The panel supports the use of the full KEYNOTE-522 regimen. However, if a patient experiences toxicity, it is not unreasonable to dose reduce or discontinue the drug. In patients with TNBC who have contraindications to anthracycline therapy and are being considered for regimens such as docetaxel and cyclophosphamide, it would be reasonable to add pembrolizumab to their regimen.

QUESTION: SHOULD ADJUVANT CAPECITABINE BE ADMINISTERED WITH PEMBROLIZUMAB IN PATIENTS WHO FAIL TO ACHIEVE pCR WITH PEMBROLIZUMAB-BASED NEOADJUVANT THERAPY?
Patients with TNBC who have residual disease after neoadjuvant chemotherapy are currently offered adjuvant capecitabine chemotherapy on the basis of improved survival shown in CREATE-X trial. It is reasonable to administer capecitabine concurrently or sequentially in patients at high risk of recurrence although the long-term safety of this combination is not known.

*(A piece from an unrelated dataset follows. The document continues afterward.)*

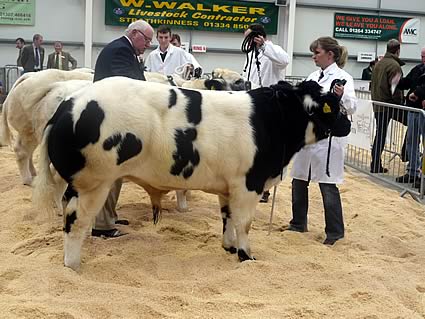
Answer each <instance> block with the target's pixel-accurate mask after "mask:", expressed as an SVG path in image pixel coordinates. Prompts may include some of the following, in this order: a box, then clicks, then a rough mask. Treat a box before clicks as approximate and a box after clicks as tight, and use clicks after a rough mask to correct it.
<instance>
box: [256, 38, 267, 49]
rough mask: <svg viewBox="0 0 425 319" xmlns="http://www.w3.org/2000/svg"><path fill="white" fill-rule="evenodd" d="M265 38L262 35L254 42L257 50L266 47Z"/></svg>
mask: <svg viewBox="0 0 425 319" xmlns="http://www.w3.org/2000/svg"><path fill="white" fill-rule="evenodd" d="M265 41H266V40H264V37H263V36H262V35H258V36H256V37H255V38H254V42H255V44H256V45H257V48H261V47H262V46H263V45H264V42H265Z"/></svg>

QUESTION: SHOULD OLAPARIB BE ADDED TO PEMBROLIZUMAB FOR gBRCA1m AND/OR gBRCA2m CARRIERS WITH TNBC WHO HAVE RESIDUAL DISEASE AFTER NEOADJUVANT CHEMOTHERAPY?
Patients with TNBC are more likely to harbor a gBRCA1m and/or gBRCA2m, and such mutations have been reported in about 15% of patients with TNBC. The use of adjuvant pembrolizumab and olaparib concurrently or sequentially can be considered for eligible patients. The relative risks and benefits of a concurrent approach should be weighed, as the long-term safety of these combinations is not known.

QUESTION: SHOULD OTHER CHECKPOINT INHIBITORS BE USED IN THE NEOADJUVANT SETTING INSTEAD OF PEMBROLIZUMAB?
As only pembrolizumab has received regulatory approval, the panel does not recommend use of alternate immunotherapeutic agents.

QUESTION: SHOULD ADJUVANT PEMBROLIZUMAB BE USED IN PATIENTS WITH RESIDUAL DISEASE AFTER NEOADJUVANT CHEMOTHERAPY WITHOUT PEMBROLIZUMAB?
There are currently no data to support adjuvant pembrolizumab use in patients who did not receive neoadjuvant pembrolizumab.

In summary, addition of pembrolizumab to chemotherapy in the neoadjuvant setting followed by continuation in the adjuvant setting is the new standard of care for patients with high-risk TNBC as defined in KEYNOTE-522.

Neoadjuvant Chemotherapy, Endocrine Therapy, and Targeted Therapy for Breast Cancer Guideline Expert Panel. Use of Immune Checkpoint Inhibitor Pembrolizumab in the Treatment of High-risk, Early-stage Triple Negative Breast Cancer: ASCO Guideline Rapid Recommendation Update. Korde LA, Somerfield MR, Hershman DL, et al. J Clin Oncol. 2022;40:1696-1698.

Neoadjuvant Chemotherapy, Endocrine Therapy, and Targeted Therapy for Breast Cancer: ASCO Guideline. Korde LA, Somerfield MR, Carey LA, et al. DOI: 10.1200/JCO.20.03399 Journal of Clinical Oncology 39, no. 13 (May 01, 2021) 1485-1505.